Background

During the early stages of nervous system development, nerve branches and connections are excessively generated. This includes a number of branches of axons and dendrites far greater than what is needed in an adult individual. Neural pruning is the process by which unnecessary synaptic connections between neural cells are selectively eliminated during the development of the nervous system [1,2]. This process occurs primarily in childhood and adolescence and is an essential mechanism for the brain to efficiently and optimally function as it matures. It is worth noting that numerous neurodevelopmental disorders, like autism spectrum disorder (ASD) and schizophrenia, are considered to be correlated with aberrant neural pruning [3–7]. In autistic individuals, it was discovered that insufficient pruning of neuronal connections in certain areas of the brain may lead to abnormal functioning of neural circuits. Conversely, excessive pruning is a possible cause of schizophrenia [8]. By investigating the mechanisms of abnormal neural pruning, we can deeply explore the roots of the pathogenesis of these disorders.
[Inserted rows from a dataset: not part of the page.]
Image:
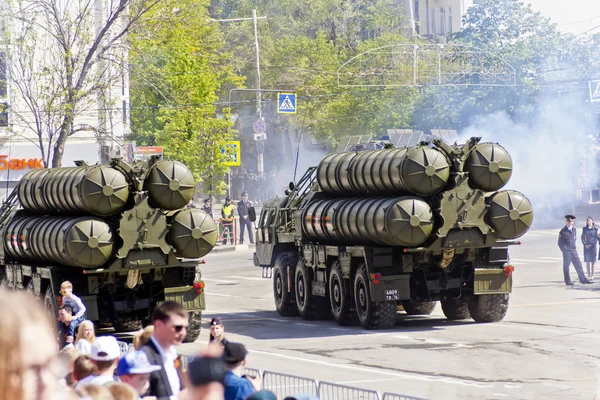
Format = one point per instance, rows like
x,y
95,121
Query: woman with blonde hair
x,y
85,337
30,366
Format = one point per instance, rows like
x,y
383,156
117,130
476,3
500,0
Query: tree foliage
x,y
64,57
178,71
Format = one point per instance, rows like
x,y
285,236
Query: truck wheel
x,y
127,325
371,314
282,292
340,297
194,327
309,306
489,307
455,309
419,307
50,303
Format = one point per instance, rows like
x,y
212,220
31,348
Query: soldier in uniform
x,y
567,242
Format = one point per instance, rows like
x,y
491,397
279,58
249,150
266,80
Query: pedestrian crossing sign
x,y
594,90
286,103
230,154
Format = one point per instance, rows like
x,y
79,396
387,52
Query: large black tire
x,y
340,297
127,325
194,326
371,314
309,306
283,293
419,307
455,309
488,307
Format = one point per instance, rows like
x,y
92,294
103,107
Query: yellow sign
x,y
231,154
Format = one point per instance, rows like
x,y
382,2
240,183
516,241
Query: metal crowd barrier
x,y
286,385
392,396
331,391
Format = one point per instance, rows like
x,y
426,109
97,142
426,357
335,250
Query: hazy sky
x,y
573,16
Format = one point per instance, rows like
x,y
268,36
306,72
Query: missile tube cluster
x,y
65,218
352,207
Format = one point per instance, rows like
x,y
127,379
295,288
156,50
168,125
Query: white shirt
x,y
168,358
95,380
84,347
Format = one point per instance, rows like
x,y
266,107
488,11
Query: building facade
x,y
436,17
101,120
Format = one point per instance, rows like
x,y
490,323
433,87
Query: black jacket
x,y
567,240
159,382
589,236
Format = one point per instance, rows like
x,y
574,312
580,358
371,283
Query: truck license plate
x,y
391,294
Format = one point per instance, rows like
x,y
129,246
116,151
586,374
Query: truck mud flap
x,y
389,288
491,281
187,296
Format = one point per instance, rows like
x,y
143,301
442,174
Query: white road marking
x,y
373,370
217,280
518,260
237,297
248,278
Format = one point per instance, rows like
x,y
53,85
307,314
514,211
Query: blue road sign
x,y
259,126
286,103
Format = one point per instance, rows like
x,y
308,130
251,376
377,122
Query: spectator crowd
x,y
43,360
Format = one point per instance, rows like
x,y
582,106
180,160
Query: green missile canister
x,y
489,166
399,221
421,171
170,185
510,213
98,190
78,242
193,233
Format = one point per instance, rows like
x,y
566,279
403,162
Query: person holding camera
x,y
238,387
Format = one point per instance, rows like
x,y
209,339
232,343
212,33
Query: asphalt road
x,y
547,347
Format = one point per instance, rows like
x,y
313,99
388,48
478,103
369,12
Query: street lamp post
x,y
259,145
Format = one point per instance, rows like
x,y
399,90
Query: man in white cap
x,y
105,355
134,369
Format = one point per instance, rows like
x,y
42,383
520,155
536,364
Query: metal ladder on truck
x,y
7,210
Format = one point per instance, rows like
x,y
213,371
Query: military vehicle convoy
x,y
121,233
367,231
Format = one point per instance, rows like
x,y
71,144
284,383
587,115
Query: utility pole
x,y
259,144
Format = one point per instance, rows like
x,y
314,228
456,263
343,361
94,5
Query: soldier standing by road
x,y
589,238
227,220
245,222
567,242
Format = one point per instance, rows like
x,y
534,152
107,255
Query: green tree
x,y
178,71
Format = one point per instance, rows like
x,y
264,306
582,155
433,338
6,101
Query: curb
x,y
226,248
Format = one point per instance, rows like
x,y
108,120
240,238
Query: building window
x,y
3,92
416,16
442,21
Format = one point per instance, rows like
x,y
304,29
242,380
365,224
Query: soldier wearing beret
x,y
567,242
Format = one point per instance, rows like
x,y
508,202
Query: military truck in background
x,y
367,231
121,233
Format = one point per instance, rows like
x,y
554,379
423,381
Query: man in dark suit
x,y
245,222
170,322
567,242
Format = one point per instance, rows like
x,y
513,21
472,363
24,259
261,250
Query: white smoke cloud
x,y
550,155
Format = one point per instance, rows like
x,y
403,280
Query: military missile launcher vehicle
x,y
120,233
367,231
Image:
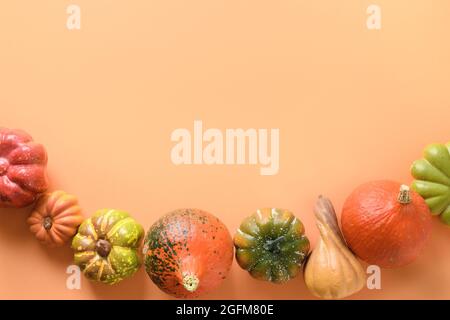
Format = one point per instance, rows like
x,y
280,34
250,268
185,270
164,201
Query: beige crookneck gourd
x,y
332,271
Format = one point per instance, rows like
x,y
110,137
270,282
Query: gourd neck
x,y
404,196
190,282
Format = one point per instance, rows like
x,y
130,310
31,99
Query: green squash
x,y
106,246
271,245
432,182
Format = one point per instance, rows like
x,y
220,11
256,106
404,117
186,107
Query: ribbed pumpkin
x,y
271,245
106,246
188,252
23,165
55,218
385,223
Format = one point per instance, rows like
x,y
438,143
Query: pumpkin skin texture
x,y
271,245
55,218
22,169
385,223
432,174
188,252
106,246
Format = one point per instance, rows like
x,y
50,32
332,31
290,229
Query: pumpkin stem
x,y
404,196
103,247
190,282
47,223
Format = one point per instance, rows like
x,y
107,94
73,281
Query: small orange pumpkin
x,y
55,219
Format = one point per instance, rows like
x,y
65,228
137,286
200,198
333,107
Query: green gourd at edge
x,y
432,174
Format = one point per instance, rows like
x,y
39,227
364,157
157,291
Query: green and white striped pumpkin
x,y
106,246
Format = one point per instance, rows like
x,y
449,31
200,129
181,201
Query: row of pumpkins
x,y
188,252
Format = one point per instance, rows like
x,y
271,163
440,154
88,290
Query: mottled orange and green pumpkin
x,y
271,245
188,252
106,246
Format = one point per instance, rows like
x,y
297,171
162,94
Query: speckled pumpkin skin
x,y
188,241
124,235
271,245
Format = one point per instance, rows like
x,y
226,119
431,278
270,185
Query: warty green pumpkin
x,y
432,174
106,246
271,245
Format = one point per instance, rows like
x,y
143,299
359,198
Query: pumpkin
x,y
188,252
332,271
432,174
22,169
106,246
55,218
271,245
385,223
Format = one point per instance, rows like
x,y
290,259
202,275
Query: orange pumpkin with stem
x,y
55,218
385,223
188,252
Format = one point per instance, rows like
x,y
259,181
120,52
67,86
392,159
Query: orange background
x,y
352,105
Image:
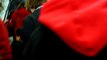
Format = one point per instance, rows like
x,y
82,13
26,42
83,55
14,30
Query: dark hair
x,y
1,5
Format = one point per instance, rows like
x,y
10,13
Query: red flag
x,y
81,24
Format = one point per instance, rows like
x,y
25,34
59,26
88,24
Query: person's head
x,y
21,5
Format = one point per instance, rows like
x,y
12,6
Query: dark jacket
x,y
30,23
5,47
45,44
69,30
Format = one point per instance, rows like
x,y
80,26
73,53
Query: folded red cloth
x,y
81,24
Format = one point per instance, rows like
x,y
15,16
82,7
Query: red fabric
x,y
5,48
82,24
18,18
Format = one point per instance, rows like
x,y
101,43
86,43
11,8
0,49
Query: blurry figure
x,y
5,47
70,30
17,19
30,23
15,24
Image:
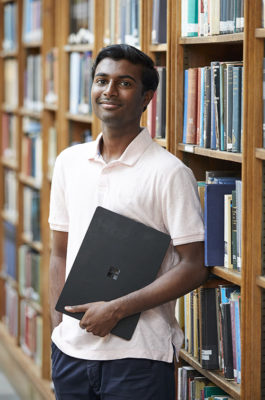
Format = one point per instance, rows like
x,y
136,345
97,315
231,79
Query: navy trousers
x,y
125,379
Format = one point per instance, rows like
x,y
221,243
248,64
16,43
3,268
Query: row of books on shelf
x,y
9,136
213,106
26,268
212,327
81,22
32,21
31,160
211,17
221,201
156,111
10,194
29,325
194,386
10,27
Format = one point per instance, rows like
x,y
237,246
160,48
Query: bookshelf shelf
x,y
9,109
6,277
229,38
9,217
216,377
260,33
25,112
260,280
8,54
221,155
87,119
16,365
80,48
229,275
50,107
260,153
29,181
34,245
158,48
9,163
162,142
33,45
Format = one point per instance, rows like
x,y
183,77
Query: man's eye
x,y
100,81
125,83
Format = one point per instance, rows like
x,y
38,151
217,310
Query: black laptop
x,y
117,256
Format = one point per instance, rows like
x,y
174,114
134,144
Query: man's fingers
x,y
79,308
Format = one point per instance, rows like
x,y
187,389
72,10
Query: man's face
x,y
117,93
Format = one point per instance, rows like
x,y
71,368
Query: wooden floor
x,y
20,371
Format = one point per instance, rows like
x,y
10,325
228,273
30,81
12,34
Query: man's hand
x,y
99,318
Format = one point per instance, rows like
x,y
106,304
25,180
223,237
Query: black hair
x,y
150,77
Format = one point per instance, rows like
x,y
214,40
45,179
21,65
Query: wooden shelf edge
x,y
35,245
161,47
161,141
221,155
260,33
9,163
29,181
9,218
232,388
80,48
260,152
260,281
79,118
228,274
25,112
8,53
22,364
233,37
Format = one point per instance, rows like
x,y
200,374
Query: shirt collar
x,y
131,154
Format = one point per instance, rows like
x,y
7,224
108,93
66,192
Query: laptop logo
x,y
113,273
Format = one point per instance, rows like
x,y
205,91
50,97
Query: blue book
x,y
236,120
186,78
10,249
214,222
202,109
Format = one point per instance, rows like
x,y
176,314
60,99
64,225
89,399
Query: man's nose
x,y
110,89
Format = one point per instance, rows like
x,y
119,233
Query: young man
x,y
126,172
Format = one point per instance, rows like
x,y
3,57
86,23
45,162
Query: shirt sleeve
x,y
58,217
181,207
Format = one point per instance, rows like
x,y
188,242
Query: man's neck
x,y
114,143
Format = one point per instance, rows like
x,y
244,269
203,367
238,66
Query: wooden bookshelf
x,y
177,54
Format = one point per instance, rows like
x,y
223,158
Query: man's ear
x,y
148,95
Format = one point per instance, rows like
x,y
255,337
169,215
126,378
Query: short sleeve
x,y
181,207
58,217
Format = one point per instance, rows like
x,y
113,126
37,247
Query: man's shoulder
x,y
78,150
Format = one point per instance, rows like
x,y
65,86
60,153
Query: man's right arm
x,y
57,273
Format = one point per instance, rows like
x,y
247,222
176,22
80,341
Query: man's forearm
x,y
170,286
57,279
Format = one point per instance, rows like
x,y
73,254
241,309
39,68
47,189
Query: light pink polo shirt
x,y
148,184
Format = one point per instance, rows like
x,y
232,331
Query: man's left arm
x,y
188,274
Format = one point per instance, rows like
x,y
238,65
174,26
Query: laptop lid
x,y
117,256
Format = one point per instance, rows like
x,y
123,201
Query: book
x,y
191,114
227,341
228,258
208,328
189,18
236,123
214,222
207,108
159,22
161,104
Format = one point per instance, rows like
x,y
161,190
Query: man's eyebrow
x,y
120,76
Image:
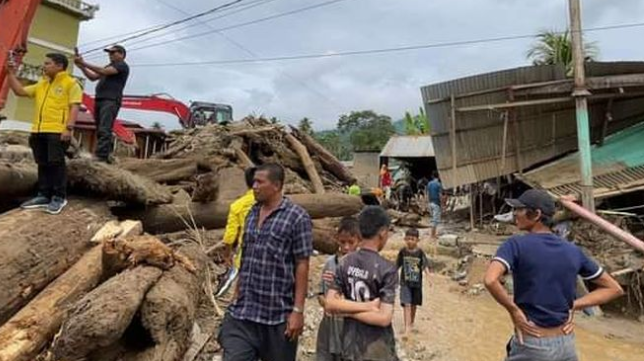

During metamorphosis in the holometabolous insect Drosophila, early neurons undergo stereotypic pruning to re-establish adult-specific neural circuits. One widely recognized type IV dendritic arborization (C4da) sensory neuron that perceives pain in Drosophila undergoes dendrite-specific pruning during development [9–12]. In addition, the dendrites and axons of the mushroom body (MB) γ neuron in the central nervous system (CNS) of Drosophila are also known to undergo pruning [13–15]. Although MB γ neurons provide fundamental insights into the mechanisms of axonal pruning, they require fixed tissue analysis and present imaging challenges in dense central brains. Here, we describe a novel method to monitor the process of axonal pruning in Drosophila motor neurons. Using live-cell imaging, we found that axons in the middle part of Drosophila motoneurons complete their pruning by degradation during development, while their terminal neuromuscular junctions are pruned by retraction [16]. Thus, motor-neuron axon bundles project peripherally in a stereotyped array, allowing for real-time live imaging, providing characteristic temporal windows and mechanistic properties (fragmentation or degeneration), and supporting systematic genetic screening to find new regulators. On the other hand, the development of Drosophila motor neurons as a model for axon pruning complements the MB γ neuron system by offering a distinct neuronal context, technical advantages, and functional readouts. Overall, the establishment of this method provides an ideal platform for future investigations into the regulatory mechanisms of axon pruning.